Antithetic Riemannian Manifold And Quantum-Inspired Hamiltonian Monte Carlo

TL;DR

This paper introduces antithetic versions of Riemannian and Quantum-Inspired Hamiltonian Monte Carlo algorithms, improving sampling efficiency for complex distributions by leveraging geometric and quantum-inspired techniques.

Contribution

It presents novel antithetic algorithms for Riemannian and Quantum-Inspired Hamiltonian Monte Carlo, enhancing sampling performance on correlated, multi-modal, and jump diffusion distributions.

Findings

Improved effective sample rates with antithetic Riemannian HMC.

Quantum-Inspired HMC better samples spiky and multi-modal distributions.

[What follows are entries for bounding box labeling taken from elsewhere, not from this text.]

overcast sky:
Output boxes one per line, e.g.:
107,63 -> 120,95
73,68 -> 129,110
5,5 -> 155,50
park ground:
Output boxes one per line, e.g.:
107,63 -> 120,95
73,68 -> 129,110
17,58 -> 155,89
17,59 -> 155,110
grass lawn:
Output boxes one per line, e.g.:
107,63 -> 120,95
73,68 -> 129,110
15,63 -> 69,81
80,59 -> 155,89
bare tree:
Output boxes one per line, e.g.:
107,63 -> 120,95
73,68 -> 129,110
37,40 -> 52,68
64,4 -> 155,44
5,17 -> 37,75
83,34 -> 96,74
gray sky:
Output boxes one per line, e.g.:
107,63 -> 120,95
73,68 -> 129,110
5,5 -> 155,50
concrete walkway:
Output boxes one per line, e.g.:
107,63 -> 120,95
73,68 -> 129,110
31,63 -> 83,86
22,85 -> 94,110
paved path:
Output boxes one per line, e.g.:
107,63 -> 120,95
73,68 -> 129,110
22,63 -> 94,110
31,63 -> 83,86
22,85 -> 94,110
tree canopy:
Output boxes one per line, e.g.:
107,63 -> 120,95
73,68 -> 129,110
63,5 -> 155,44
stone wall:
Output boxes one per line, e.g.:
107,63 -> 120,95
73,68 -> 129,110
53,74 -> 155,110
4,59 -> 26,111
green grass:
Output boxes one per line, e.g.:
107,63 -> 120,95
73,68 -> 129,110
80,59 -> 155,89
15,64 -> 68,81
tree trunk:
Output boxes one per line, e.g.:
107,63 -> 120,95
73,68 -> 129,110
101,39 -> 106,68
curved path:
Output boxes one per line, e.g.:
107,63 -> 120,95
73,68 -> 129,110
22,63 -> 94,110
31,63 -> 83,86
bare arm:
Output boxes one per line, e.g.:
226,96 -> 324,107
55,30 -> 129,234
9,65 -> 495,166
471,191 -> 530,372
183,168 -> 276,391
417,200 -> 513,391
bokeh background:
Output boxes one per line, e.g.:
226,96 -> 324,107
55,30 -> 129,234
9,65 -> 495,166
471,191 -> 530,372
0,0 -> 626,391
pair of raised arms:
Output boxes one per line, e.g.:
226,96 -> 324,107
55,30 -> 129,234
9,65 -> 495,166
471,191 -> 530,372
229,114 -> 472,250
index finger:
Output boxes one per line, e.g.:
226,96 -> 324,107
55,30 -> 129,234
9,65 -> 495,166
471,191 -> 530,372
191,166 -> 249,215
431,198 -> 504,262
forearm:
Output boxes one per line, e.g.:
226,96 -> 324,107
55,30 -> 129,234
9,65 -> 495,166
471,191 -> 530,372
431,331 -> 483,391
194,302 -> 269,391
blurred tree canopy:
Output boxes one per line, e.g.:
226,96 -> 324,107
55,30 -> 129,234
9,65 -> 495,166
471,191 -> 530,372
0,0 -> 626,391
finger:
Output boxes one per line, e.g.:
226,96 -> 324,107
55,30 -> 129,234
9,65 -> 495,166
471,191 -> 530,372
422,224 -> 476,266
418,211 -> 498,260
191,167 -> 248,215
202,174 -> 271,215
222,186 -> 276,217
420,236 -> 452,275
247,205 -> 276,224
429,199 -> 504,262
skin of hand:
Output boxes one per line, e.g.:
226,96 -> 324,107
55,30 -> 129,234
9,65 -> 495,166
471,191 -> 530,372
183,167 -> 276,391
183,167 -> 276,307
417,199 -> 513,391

Successful application to financial data and Bayesian logistic regression.

Abstract

Markov Chain Monte Carlo inference of target posterior distributions in machine learning is predominately conducted via Hamiltonian Monte Carlo and its variants. This is due to Hamiltonian Monte Carlo based samplers ability to suppress random-walk behaviour. As with other Markov Chain Monte Carlo methods, Hamiltonian Monte Carlo produces auto-correlated samples which results in high variance in the estimators, and low effective sample size rates in the generated samples. Adding antithetic sampling to Hamiltonian Monte Carlo has been previously shown to produce higher effective sample rates compared to vanilla Hamiltonian Monte Carlo. In this paper, we present new algorithms which are antithetic versions of Riemannian Manifold Hamiltonian Monte Carlo and Quantum-Inspired Hamiltonian Monte Carlo. The Riemannian Manifold Hamiltonian Monte Carlo algorithm improves on Hamiltonian Monte Carlo by taking into account the local geometry of the target, which is beneficial for target densities that may exhibit strong correlations in the parameters. Quantum-Inspired Hamiltonian Monte Carlo is based on quantum particles that can have random mass. Quantum-Inspired Hamiltonian Monte Carlo uses a random mass matrix which results in better sampling than Hamiltonian Monte Carlo on spiky and multi-modal distributions such as jump diffusion processes. The analysis is performed on jump diffusion process using real world financial market data, as well as on real world benchmark classification tasks using Bayesian logistic regression.